Bertie vond het dien dag eene groote weelde thuis te blijven, zittende bij den haard, dien hij hoog deed opvlammen met blok op blok. Frank had heerlijken witten port en ze bleven na het lunch zitten lummelen, borrelend en pratend, terwijl Bertie honderd-uit vertelde van Amerika, over zijn broer, zijn hôtel, zijn theâter en de eene anecdote aan de andere schakelde, boeiend door een tikje van ongewonen romantiek.

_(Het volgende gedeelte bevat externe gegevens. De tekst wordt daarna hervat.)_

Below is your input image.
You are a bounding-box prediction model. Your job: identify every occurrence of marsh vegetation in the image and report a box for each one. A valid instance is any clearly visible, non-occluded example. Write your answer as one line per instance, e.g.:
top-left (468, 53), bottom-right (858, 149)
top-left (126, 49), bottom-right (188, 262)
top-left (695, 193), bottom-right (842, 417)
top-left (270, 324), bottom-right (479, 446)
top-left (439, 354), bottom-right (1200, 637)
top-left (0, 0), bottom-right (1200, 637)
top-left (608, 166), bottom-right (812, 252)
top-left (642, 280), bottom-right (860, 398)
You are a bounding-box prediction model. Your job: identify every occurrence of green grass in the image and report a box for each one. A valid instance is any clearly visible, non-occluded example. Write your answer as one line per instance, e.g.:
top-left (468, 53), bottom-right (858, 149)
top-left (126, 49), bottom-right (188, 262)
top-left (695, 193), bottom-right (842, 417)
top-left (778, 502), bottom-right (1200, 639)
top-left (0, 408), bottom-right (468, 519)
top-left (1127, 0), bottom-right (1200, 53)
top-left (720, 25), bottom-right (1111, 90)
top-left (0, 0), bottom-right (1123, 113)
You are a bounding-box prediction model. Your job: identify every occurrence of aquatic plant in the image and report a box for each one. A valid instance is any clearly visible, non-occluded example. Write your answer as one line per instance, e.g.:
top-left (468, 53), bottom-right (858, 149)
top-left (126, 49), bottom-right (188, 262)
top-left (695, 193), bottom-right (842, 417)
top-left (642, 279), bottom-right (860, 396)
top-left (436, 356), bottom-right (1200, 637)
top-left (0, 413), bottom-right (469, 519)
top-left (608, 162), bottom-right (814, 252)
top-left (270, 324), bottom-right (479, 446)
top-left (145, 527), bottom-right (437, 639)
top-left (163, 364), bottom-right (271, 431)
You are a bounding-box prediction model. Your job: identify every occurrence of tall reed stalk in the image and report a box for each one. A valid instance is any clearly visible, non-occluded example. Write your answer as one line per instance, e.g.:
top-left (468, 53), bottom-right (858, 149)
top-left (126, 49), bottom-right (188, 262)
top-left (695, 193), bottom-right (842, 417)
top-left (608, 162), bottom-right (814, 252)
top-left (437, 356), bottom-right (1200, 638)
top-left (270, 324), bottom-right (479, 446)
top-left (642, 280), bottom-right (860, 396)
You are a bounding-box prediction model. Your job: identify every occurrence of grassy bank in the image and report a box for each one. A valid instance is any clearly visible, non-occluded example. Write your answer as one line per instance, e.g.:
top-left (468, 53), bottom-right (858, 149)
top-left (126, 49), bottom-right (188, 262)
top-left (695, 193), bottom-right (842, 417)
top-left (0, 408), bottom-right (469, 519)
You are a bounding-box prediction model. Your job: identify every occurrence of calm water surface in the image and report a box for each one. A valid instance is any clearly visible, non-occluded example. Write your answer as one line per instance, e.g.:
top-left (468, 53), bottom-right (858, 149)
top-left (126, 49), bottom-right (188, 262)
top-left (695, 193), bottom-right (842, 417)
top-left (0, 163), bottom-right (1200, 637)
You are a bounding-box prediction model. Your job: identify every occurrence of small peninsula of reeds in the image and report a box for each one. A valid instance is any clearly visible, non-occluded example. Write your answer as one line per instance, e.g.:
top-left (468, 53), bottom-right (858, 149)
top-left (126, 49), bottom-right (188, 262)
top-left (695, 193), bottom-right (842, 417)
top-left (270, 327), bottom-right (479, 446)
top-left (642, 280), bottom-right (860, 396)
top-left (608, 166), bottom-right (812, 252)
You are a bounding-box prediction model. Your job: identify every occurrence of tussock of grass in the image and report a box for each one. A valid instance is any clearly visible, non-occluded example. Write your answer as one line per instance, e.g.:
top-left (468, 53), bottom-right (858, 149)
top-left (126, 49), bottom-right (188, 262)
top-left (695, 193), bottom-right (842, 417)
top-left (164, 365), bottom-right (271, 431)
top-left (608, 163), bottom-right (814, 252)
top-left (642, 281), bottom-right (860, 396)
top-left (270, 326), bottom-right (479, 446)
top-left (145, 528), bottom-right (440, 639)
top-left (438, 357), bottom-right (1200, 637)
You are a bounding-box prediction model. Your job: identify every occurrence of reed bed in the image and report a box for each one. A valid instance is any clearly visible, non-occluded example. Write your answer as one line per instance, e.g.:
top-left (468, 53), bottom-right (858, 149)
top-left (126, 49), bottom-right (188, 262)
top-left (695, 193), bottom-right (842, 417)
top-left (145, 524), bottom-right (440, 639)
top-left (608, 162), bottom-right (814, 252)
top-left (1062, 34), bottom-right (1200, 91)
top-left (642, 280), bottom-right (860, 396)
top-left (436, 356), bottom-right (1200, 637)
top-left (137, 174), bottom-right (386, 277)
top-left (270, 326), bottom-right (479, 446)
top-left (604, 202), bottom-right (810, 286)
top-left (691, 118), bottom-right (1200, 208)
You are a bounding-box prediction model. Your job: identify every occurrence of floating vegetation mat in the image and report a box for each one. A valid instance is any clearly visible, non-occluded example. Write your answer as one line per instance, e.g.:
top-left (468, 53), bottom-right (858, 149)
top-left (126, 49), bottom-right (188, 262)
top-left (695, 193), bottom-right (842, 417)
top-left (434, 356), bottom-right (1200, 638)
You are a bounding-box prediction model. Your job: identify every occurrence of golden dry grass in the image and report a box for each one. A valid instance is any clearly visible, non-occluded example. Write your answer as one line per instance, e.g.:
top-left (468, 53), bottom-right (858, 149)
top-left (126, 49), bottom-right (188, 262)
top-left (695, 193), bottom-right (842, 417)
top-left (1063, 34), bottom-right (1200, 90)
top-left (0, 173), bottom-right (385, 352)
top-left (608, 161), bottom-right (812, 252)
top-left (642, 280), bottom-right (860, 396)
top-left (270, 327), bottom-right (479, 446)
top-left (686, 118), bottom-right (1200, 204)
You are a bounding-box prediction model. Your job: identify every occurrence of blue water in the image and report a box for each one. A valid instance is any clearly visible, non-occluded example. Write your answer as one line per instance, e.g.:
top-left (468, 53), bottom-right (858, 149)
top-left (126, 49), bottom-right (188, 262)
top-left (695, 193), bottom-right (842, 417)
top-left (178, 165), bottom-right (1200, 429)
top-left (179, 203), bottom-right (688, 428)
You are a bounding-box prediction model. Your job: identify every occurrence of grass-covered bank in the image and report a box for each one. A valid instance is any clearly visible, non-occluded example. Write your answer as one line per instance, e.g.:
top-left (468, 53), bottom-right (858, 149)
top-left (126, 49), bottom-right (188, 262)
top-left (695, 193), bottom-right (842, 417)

Frank gevoelde daarna behoefte aan lucht en wilde naar zijne club gaan, maar Bertie bleef zitten: alléen kon hij in lompen loopen, maar met Frank zich zelfs niet in deze kleêren vertoonen, Frank zoû thuis komen dineeren om acht uur. En eensklaps, als in eene bliksemsnel invallende gedachte, smeekte Bertie:

— Spreek niet over me met je vrienden... Het is niet noodig, dat ze weten, dat je zoo een slecht sujet als ik ben, kent... Beloof je het me?

Frank beloofde het lachend, en het slechte sujet sprak, hem zijne handen reikend:

— Hoe vergoed ik je wat je voor me doet! Wat een geluk, dat ik je ontmoet heb! Je bent de edelste kerel, dien ik ken...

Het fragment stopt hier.